Can A Nuclear Meltdown Be Stopped?

Few manmade threats inspire as much fear as the potential of a nuclear meltdown. The fact that "Chernobyl," once an obscure Ukrainian town, is now globally recognized as a synonym for catastrophe shows how deeply this fear runs. The meltdown of 1986, which left 28 dead and has since caused genetic mutations in local dogs, became a rallying point for critics of nuclear energy, who fear that similar disasters will occur elsewhere. Nuclear power has immense potential as a carbon-free energy source at a time when the planet desperately needs it, but that potential can't be achieved without the trust of the public. To that end, engineers of nuclear power plants are devising more and more methods of stopping nuclear meltdowns before any damage can be done.

The earliest nuclear power plants were built beginning in the 1950s, and from the very start, mitigating the risk of a meltdown was a top priority. This danger arises when a nuclear reactor overheats, so in order to prevent meltdowns, reactors need powerful cooling systems in place. Historically, these systems have relied on circulating water around the reactor core in order to contain the heat of the radioactive fuel within it, and by-and-large, these systems have been successful. However, the catastrophic event at Chernobyl and the 2011 meltdown of Japan's Fukushima Daiichi Nuclear Power Plant (which announced in 2020 that it would be pumping its radioactive water back into the ocean) both occurred because their respective cooling systems broke. The lessons learned from these disasters are now shaping a new approach to nuclear power.

The core of a nuclear reactor contains hundreds of fuel rods packed with uranium, which generate a tremendous amount of heat through the process of nuclear fission. There are two main systems in place to keep the fission reaction under control. First are control rods made from elements like cadmium and boron that can absorb neutrons produced by nuclear fission. Inserting the control rods into the reactor core stops the nuclear reaction, but there is still an immense amount of residual heat leftover, known as radiogenic heat. That's where the second safety feature — the cooling system — comes into play. The reactor core is surrounded by a fluid coolant, which is continuously circulated by pumps to keep the core from overheating.

Meltdowns happen when the cooling system breaks. The coolant must be kept circulating or else all of it will evaporate, leaving nothing to transfer heat away from the fuel.
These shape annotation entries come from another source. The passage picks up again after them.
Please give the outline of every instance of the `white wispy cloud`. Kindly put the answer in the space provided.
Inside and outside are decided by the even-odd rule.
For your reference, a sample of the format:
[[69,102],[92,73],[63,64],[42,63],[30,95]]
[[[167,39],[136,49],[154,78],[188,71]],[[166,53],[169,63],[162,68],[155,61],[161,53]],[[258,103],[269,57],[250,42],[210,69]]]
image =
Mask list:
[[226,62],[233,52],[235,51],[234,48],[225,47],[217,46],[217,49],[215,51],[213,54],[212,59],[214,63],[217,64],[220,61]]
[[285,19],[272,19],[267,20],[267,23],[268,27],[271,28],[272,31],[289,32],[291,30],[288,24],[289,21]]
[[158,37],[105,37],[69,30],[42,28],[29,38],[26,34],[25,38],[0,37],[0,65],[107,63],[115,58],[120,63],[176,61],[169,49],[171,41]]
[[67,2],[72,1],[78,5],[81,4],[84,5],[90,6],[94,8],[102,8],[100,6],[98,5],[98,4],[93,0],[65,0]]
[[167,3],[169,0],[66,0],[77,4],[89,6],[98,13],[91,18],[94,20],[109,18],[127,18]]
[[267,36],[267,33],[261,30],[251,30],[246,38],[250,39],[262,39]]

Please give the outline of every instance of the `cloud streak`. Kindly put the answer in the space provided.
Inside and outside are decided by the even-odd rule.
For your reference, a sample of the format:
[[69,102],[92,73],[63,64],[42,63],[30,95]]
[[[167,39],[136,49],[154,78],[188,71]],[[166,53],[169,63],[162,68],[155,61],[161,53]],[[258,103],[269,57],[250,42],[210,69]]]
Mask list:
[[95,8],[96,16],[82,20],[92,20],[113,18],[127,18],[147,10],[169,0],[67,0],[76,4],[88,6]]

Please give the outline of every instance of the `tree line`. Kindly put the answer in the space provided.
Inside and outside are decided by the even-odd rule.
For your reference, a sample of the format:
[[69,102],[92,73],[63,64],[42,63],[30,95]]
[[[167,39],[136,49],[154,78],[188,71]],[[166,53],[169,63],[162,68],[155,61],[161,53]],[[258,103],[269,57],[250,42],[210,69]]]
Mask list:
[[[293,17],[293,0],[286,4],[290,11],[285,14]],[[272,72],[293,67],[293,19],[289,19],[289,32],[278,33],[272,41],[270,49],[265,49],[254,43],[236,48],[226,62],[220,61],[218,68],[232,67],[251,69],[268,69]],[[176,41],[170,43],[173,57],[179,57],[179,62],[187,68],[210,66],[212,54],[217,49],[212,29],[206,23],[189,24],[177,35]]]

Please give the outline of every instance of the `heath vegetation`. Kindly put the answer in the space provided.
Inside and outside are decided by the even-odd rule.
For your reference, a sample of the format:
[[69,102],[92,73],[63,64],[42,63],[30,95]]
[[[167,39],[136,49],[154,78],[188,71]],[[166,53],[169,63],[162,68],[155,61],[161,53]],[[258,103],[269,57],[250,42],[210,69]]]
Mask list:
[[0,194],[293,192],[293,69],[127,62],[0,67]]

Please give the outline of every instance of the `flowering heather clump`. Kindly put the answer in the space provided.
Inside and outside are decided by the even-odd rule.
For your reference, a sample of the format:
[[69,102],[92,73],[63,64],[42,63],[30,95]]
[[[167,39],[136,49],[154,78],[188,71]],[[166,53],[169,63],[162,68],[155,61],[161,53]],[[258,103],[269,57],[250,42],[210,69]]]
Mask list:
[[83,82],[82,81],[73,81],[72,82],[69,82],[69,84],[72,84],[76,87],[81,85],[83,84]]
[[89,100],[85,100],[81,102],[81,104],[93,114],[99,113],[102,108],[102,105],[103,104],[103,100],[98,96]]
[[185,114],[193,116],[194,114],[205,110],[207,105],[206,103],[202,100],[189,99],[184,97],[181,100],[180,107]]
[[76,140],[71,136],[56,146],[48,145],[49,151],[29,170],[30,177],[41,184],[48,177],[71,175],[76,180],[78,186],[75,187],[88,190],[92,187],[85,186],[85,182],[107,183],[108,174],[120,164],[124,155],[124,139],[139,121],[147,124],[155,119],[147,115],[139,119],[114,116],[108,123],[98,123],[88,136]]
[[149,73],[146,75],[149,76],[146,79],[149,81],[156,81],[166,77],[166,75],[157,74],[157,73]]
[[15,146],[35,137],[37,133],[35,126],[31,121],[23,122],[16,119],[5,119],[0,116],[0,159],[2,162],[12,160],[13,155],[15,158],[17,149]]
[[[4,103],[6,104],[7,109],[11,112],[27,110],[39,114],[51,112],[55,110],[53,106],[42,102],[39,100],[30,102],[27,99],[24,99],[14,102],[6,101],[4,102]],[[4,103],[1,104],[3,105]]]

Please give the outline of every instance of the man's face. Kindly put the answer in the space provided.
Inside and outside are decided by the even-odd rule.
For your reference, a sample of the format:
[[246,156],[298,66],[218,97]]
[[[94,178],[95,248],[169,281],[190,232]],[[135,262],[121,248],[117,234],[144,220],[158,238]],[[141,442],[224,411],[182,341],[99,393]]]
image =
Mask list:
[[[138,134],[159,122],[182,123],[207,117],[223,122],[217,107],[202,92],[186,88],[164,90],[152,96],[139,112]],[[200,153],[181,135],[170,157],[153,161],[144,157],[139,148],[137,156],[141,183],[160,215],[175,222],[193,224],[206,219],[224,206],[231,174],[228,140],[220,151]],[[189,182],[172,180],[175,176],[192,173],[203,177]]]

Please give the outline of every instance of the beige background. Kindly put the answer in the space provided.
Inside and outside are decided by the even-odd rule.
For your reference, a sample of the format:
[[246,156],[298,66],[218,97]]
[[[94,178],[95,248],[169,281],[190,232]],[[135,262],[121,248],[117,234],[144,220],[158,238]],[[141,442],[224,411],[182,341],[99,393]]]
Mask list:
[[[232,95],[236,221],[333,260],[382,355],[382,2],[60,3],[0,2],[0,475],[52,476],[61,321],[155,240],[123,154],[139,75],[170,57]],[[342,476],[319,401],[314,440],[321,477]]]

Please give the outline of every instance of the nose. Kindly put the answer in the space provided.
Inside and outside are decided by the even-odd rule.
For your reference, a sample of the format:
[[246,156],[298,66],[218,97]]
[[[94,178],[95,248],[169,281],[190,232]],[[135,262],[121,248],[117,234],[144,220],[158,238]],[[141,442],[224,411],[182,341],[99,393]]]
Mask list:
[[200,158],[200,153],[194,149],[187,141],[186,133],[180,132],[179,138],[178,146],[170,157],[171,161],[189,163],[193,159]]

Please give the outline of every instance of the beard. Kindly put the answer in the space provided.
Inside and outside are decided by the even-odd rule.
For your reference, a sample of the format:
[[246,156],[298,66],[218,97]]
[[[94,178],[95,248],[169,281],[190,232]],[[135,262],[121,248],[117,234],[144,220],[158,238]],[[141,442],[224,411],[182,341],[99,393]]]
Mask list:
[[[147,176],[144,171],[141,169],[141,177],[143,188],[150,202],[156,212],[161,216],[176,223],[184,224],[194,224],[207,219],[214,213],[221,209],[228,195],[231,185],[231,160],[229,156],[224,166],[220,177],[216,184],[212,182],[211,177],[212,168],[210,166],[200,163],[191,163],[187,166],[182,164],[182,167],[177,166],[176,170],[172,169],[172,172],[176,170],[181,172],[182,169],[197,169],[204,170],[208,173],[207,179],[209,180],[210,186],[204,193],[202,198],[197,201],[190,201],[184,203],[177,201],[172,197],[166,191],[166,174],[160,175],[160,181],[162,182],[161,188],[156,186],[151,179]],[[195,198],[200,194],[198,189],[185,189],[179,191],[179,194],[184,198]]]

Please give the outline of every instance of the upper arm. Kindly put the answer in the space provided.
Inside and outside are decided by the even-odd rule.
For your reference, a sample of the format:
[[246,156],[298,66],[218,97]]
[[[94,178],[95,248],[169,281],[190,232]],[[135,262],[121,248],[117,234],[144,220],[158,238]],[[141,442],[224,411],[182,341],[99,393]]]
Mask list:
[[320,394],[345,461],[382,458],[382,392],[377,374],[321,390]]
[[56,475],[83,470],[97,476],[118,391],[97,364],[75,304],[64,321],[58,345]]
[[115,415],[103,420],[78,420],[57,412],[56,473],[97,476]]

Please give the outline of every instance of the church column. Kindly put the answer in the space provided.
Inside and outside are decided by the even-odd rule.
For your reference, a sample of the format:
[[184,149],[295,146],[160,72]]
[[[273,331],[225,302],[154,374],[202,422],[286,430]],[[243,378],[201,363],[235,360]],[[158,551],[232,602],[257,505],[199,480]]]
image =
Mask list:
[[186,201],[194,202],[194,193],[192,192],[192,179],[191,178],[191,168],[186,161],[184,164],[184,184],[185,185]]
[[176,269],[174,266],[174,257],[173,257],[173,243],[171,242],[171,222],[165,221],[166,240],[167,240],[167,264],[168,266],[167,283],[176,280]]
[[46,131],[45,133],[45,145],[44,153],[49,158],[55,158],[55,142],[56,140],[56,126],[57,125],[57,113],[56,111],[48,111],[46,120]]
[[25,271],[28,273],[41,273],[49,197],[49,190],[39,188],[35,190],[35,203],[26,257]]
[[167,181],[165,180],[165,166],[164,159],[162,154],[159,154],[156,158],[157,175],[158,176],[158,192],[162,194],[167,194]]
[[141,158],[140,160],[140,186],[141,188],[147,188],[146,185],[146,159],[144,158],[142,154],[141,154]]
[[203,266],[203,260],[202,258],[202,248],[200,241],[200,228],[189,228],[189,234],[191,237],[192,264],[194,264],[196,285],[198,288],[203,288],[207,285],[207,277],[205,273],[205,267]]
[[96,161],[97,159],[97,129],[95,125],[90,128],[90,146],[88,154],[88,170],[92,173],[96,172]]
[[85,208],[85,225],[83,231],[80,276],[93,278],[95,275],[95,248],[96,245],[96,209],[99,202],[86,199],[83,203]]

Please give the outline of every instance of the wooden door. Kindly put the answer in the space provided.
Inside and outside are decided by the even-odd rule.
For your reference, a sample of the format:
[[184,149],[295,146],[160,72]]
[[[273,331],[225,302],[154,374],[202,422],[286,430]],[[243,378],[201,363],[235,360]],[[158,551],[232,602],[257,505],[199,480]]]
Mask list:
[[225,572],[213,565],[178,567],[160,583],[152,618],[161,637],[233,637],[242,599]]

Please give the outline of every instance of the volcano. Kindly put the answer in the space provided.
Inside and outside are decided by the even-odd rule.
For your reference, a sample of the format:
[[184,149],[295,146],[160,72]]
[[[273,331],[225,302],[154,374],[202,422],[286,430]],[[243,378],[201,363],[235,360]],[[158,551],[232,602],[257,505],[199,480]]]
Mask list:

If that happens, the heat of the uranium can cause the zirconium cladding of the fuel rods to react with the steam inside and produce hydrogen gas, which can build up until the pressure causes an explosion, as happened at Chernobyl and Fukushima. The fuel can reach over 3,600 degrees Fahrenheit, hot enough to melt the concrete and steel surrounding the core. This creates a molten blend of uranium, concrete, and metal commonly known as corium. It's like radioactive lava, and it can melt straight through the floor of a power plant, into the soil.

The International Nuclear and Radiological Event Scale (INES) grades all incidents and accidents at nuclear power plants on a seven-level scale. To date, there have only been two level seven events — Chernobyl and Fukushima — both of which were early-generation nuclear reactors. Chernobyl was built between 1972 and 1977, and Fukushima was even older, built between 1967 and 1971. They used water as a coolant, as have a vast majority of nuclear power plants, but engineers have now recognized that water isn't the best choice for this purpose. This has given rise to a new generation of nuclear power plants, known as Gen IV reactors, which use novel methods of cooling for a far better safety system.

Gen IV nuclear reactors use different types of coolant, such as liquid sodium, molten salts, and helium gas, that won't boil away quickly if their circulation systems go down. This could potentially make nuclear meltdowns a thing of the past, but the technology is still very new. The U.S. government plans to develop next-gen nuclear reactors as early as 2026, which will hopefully lay the groundwork for expanding their use. However, older power plants that rely on water-based cooling systems still present the same concerns as Chernobyl and Fukushima, so as the new generation comes into play, we may see some of the other old stalwarts shutting down or rebuilding in pursuit of a safer era in nuclear energy.